Do you have money?

Recently, I forgot my flash disk on a computer in a Kampala internet café and when I went back a few hours later to claim it, the café attendant assured me that I had to part with ten thousand shillings for the ‘Good Samaritan who had picked it.’ What he forgot to say is that he himself was the Good Samaritan and that he had actually plucked it out of the machine, hoping to cash in on his good fortune.

Saturday, January 23, 2010
Ugandau2019s traffic policemen look immaculate in white, but their reputation is not as immaculate as their uniforms (Photo by Kelvin Odoobo)

Recently, I forgot my flash disk on a computer in a Kampala internet café and when I went back a few hours later to claim it, the café attendant assured me that I had to part with ten thousand shillings for the ‘Good Samaritan who had picked it.’

What he forgot to say is that he himself was the Good Samaritan and that he had actually plucked it out of the machine, hoping to cash in on his good fortune.

With a guilty smile he returned the gadget when I insisted that I had not lost or dropped it but had only forgotten it there.

That was a small victory against corruption but if it had been something more valuable belonging to a more desperate citizen perhaps the fellow could have got his way.

Such among many cases is how deeply corruption has got entrenched in the Ugandan society deep down to the common man. In my few days visit in Uganda, I heard the phrase "Do you have (the) money” very often.

It begins at the Katuna border where a passenger who held a temporary travel document was pulled aside by a forlorn looking policeman and asked. "Do you have money, because I can get you a police covering letter and call someone who can help you get a travel document in Kampala?”
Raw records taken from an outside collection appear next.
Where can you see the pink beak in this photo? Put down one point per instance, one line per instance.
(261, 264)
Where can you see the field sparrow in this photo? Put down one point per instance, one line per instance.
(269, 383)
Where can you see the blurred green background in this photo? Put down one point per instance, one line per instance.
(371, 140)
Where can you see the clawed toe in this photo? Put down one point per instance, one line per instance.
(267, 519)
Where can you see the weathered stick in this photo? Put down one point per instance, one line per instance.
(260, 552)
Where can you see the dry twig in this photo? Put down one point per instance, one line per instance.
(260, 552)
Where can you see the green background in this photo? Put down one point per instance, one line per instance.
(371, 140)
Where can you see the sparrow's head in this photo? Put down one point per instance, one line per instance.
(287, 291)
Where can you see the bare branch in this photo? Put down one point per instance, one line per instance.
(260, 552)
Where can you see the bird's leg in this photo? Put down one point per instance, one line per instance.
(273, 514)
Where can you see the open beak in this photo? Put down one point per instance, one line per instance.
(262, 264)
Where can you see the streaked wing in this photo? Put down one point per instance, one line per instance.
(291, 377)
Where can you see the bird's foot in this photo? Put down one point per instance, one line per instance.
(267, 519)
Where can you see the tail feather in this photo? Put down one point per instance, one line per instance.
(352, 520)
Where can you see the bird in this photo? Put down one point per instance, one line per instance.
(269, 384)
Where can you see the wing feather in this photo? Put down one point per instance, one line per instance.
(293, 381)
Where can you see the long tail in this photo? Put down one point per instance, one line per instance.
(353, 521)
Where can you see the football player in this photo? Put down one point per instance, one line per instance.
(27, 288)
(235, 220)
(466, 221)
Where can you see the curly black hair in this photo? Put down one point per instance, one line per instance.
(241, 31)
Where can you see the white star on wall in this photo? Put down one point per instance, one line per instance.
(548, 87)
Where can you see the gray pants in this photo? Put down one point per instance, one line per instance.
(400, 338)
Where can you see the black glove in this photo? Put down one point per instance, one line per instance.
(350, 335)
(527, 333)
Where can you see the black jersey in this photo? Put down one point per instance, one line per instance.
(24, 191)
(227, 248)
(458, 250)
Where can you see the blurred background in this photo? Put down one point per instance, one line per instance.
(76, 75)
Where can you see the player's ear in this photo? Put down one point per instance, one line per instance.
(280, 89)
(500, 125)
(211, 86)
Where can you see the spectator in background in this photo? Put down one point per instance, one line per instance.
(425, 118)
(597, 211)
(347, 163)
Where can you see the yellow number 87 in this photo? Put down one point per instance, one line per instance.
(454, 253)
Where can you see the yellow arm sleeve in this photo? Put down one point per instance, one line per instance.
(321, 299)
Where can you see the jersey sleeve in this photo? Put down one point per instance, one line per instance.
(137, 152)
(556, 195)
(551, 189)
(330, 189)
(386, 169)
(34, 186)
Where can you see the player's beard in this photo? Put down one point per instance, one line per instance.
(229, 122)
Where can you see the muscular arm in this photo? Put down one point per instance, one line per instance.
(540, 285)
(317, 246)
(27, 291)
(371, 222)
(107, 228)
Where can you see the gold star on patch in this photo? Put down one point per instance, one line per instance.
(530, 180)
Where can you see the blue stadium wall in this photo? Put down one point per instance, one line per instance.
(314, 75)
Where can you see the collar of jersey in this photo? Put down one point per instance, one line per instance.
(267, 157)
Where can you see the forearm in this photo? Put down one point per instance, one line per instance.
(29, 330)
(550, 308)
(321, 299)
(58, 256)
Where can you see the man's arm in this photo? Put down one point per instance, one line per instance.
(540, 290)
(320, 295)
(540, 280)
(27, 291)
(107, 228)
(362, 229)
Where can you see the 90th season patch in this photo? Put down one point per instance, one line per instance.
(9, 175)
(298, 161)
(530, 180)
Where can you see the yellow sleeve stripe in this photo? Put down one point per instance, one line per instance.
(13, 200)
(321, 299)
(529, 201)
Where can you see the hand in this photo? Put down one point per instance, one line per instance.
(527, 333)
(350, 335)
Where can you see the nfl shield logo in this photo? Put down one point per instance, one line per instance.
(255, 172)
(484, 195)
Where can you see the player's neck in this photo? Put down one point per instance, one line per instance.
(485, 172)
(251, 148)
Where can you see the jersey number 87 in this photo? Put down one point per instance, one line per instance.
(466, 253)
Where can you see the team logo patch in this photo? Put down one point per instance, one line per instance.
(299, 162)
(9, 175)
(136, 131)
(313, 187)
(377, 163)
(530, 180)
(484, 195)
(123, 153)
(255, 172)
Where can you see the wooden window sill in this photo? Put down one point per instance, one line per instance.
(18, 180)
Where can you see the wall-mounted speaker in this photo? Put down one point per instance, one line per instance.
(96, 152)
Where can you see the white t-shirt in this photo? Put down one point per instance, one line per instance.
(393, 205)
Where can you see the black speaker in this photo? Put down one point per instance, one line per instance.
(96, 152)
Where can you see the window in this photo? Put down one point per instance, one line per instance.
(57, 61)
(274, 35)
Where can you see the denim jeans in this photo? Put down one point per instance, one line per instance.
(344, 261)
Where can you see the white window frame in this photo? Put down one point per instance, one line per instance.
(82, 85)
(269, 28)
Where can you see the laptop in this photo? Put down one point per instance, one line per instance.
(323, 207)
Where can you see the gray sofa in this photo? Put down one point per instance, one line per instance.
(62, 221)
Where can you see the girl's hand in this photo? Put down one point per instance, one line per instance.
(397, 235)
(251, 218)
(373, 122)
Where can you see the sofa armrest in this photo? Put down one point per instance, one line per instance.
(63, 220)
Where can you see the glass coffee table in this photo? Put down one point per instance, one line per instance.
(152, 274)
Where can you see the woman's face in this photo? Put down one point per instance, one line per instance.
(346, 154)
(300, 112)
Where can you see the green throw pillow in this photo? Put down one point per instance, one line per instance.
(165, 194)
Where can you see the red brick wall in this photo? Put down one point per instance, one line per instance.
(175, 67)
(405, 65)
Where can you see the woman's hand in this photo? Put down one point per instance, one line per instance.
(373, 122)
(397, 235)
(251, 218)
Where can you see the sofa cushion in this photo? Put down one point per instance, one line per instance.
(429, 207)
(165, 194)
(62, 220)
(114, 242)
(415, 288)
In Uganda, corruption has lost the shame factor. People are not guilty of taking bribes. Instead they request aggressively making it clear that they are just trying to help. One such official in a government ministry who wanted to help a desperate senior citizen to access his pension file said, "Just give me one hundred thousand and we will do an express job for you.” His colleague added, "We are not thieves. That is just the express service fee.”

In order to extract more money, they will tell you how they have "put in money” so the file can be looked for or for the file to find itself in front of the officers’ desk before hundreds of other pending files. One of the reasons why there is rampant corruption in because of bureaucratic red tape in Ugandan offices.

In Rwanda, the government has worked hard to minimize this by making sure that most government services are accessible online and that government offices are accessible personally or through well displayed contacts on the office doors.

If government services are delivered quickly and efficiently, opportunities of exploitation by junior officials to ‘move things’ would not be necessary.

In Ugandan anything is possible with money. Traffic policemen are famous for their bribe taking, but this new trick impressed me.

They stand at the traffic lights in the wee hours of the morning where they are invisible to an oncoming driver and since the lights do their color dance all night, instead of going the customary flickering yellow, the fellow is confident that more than half of the motorists will drive through the red lights beaus eit is late.

As soon as one makes a move, they pounce out of the dark and shock the motorists waving them down and demanding for a bribe to let them go. One such Ugandan motorist was wiser as soon as the policeman appeared; he put off all his car lights and sped off dangerously such that the man of law could not read the offending car’s number plates.

At a prominent lawyers office in Kampala I accompanied a friend to swear an affidavit. The innocent looking secretary asked "Do you have money, because it will cost you a notary fee of two thousand shillings and a processing fee of thirty thousand.”

On affirmation the lady typed the document quickly and led us out where we exchanged the money in the corridors and thanked us, after warning us, "those government things, you have to be having money, otherwise they will take months.” She chuckled. "This is Uganda.”

In Uganda money can get a busy student a mercenary who specializes in doing other students’ course works and in the big classes which run into hundreds, sitting exams for their ‘clients.’

You can get an express birth certificate even if you were fortunate to be born in a banana plantation in a remote part of the country. You can get a driving permit without stepping into a car. You can bribe your way out of a police cell and your nemesis way inside.

You can even get you child into the most prestigious government schools even if they failed their qualifying exams.

It begs the question. Is corruption inherent in Uganda or is it just a vice that can be done away with by a serious bottom up approach of transparency measures the way such progress has been achieved in Rwanda?